My body rises and falls against his huge intake of breath. He cups my face in his hands and he attempts to smile, but it doesn’t reach his pain filled eyes. “Out of all the times I imagined what it would be like if I ever found you…I never thought it would end with you thanking me for losing you.”

“End?” I ask, disliking the term he chose. I lift up and kiss him briefly on the lips and pull back. “I hope this isn’t our end.”

“Hell no, this isn’t our end,” he says. He tucks a stray lock of hair behind my ear and keeps his hand there. “And I wish I could say we were about to live happily ever after, but I can’t. We both still have so much to work through. With everything that’s happened between you, me, your mother, your dad and what I know happened to Les…there will be days that I don’t think we’ll know how to survive. But we will. We will, because we have each other. So, I’m not worried about us, baby. I’m not worried about us at all.”

I kiss him on his dimple and smile. “I’m not worried about us either. And for the record, I don’t believe in happily ever afters.”

He laughs. “Good, because you’re not really getting one. All you’re getting is me.”

“That’s all I need,” I say. “Well…I need the lamp. And the ashtray. And the remote control. And the paddleball game. And you, Dean Holder. But that’s all I need.”





“What’s he doing out there?” I ask Lesslie, looking out the living room window at Dean. He’s on his back in their driveway, looking up at the sky.

“He’s stargazing,” she says. “He does it all the time.”

I turn around and look at her. “What’s stargazing?”

She shrugs her shoulders. “I dunno. That’s just what he calls it when he stares at the sky for a long time.”

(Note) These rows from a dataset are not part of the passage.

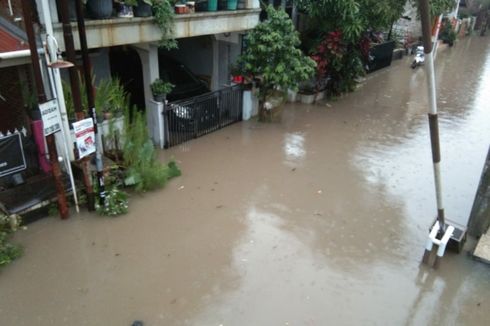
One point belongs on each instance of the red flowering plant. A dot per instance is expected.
(328, 57)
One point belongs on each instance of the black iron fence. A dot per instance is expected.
(200, 115)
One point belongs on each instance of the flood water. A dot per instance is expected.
(320, 219)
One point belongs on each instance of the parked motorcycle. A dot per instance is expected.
(419, 57)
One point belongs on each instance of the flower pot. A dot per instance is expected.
(180, 9)
(142, 9)
(231, 4)
(125, 11)
(212, 5)
(191, 6)
(159, 97)
(72, 12)
(238, 79)
(99, 9)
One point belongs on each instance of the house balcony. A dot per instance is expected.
(124, 31)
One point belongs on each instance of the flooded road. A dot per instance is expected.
(318, 220)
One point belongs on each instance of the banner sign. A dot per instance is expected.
(51, 117)
(85, 136)
(12, 158)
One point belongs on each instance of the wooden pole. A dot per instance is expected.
(41, 95)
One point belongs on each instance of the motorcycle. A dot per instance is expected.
(419, 57)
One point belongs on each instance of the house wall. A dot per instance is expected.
(197, 54)
(12, 112)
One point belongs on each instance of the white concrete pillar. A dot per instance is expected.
(215, 76)
(149, 63)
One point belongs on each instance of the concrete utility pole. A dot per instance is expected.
(441, 232)
(75, 89)
(41, 95)
(91, 101)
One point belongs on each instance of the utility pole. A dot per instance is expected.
(41, 95)
(75, 88)
(91, 101)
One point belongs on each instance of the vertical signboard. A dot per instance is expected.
(12, 158)
(51, 117)
(85, 136)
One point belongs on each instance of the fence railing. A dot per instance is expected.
(200, 115)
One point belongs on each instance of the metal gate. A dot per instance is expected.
(200, 115)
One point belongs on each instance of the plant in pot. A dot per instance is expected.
(99, 9)
(143, 8)
(163, 12)
(273, 58)
(236, 75)
(160, 89)
(125, 8)
(143, 170)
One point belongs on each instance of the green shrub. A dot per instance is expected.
(143, 170)
(8, 251)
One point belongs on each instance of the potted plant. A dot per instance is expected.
(231, 4)
(163, 11)
(236, 75)
(143, 8)
(273, 58)
(212, 5)
(160, 89)
(99, 9)
(125, 8)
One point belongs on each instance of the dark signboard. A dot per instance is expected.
(12, 158)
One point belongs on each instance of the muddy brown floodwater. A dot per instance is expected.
(318, 220)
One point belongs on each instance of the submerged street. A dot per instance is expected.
(320, 219)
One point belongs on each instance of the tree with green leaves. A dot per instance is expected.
(272, 56)
(341, 58)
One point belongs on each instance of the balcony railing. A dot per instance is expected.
(122, 31)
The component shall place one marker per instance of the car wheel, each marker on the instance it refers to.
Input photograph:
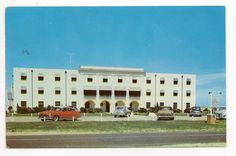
(55, 118)
(42, 119)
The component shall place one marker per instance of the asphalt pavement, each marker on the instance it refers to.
(84, 117)
(113, 140)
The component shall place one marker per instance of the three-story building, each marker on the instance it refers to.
(102, 87)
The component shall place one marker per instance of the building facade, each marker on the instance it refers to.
(102, 87)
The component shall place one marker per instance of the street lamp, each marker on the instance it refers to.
(211, 99)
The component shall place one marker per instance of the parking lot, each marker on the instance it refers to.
(84, 117)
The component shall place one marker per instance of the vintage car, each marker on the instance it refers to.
(165, 112)
(195, 111)
(59, 113)
(220, 112)
(121, 111)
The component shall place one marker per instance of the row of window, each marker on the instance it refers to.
(74, 104)
(175, 105)
(107, 92)
(105, 80)
(41, 104)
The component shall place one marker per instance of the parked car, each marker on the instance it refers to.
(195, 111)
(59, 113)
(121, 111)
(220, 113)
(165, 112)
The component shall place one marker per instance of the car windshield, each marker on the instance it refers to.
(119, 107)
(165, 108)
(196, 108)
(221, 108)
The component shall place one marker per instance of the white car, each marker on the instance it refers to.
(220, 112)
(121, 111)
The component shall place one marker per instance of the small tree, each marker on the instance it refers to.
(10, 109)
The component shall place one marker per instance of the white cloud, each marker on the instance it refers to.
(210, 82)
(210, 78)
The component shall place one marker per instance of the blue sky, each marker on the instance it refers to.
(158, 39)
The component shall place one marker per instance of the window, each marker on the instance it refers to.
(40, 77)
(148, 93)
(148, 104)
(162, 93)
(161, 103)
(187, 105)
(57, 78)
(162, 81)
(74, 104)
(120, 93)
(90, 92)
(105, 92)
(40, 104)
(120, 80)
(73, 92)
(23, 76)
(89, 79)
(40, 90)
(175, 106)
(188, 81)
(188, 93)
(134, 93)
(148, 81)
(73, 79)
(134, 80)
(57, 103)
(23, 90)
(57, 90)
(105, 80)
(175, 81)
(175, 93)
(23, 104)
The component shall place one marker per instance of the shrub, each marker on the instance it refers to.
(10, 109)
(152, 109)
(83, 110)
(142, 110)
(98, 110)
(91, 110)
(206, 110)
(39, 109)
(187, 110)
(177, 111)
(24, 110)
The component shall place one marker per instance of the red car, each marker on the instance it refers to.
(58, 113)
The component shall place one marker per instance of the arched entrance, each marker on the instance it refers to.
(105, 106)
(134, 105)
(89, 104)
(119, 103)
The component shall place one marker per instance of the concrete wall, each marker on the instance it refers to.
(66, 85)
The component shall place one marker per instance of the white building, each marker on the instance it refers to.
(102, 87)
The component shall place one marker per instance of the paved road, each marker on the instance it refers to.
(107, 118)
(112, 140)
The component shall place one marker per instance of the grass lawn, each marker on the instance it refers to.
(115, 127)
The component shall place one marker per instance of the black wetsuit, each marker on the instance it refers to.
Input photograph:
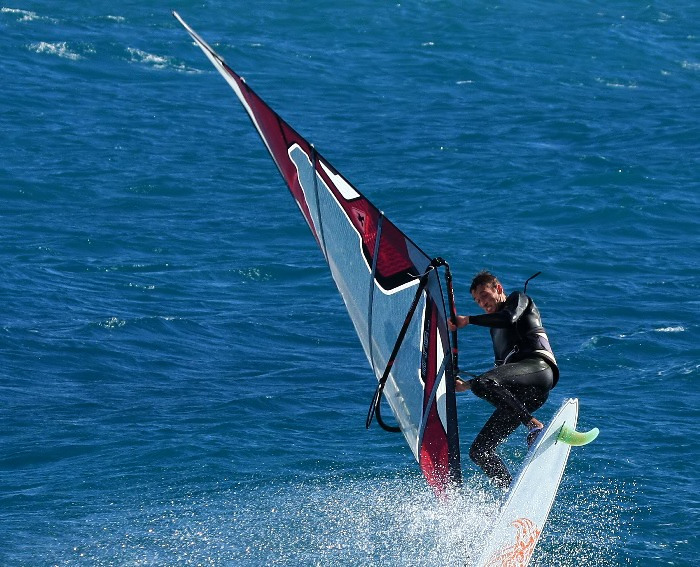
(525, 372)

I look out the window again and watch him for a little longer. I don’t know what stargazing is, but it sounds like something I would like. I love the stars. I know my mom loved them, too, because she put them all over my room. “I want to do it,” I say. “Can we go do it, too?” I look back at her but she’s taking off her shoes.

“I don’t want to go. You can go and I’ll help my mom get our popcorn and movie ready.”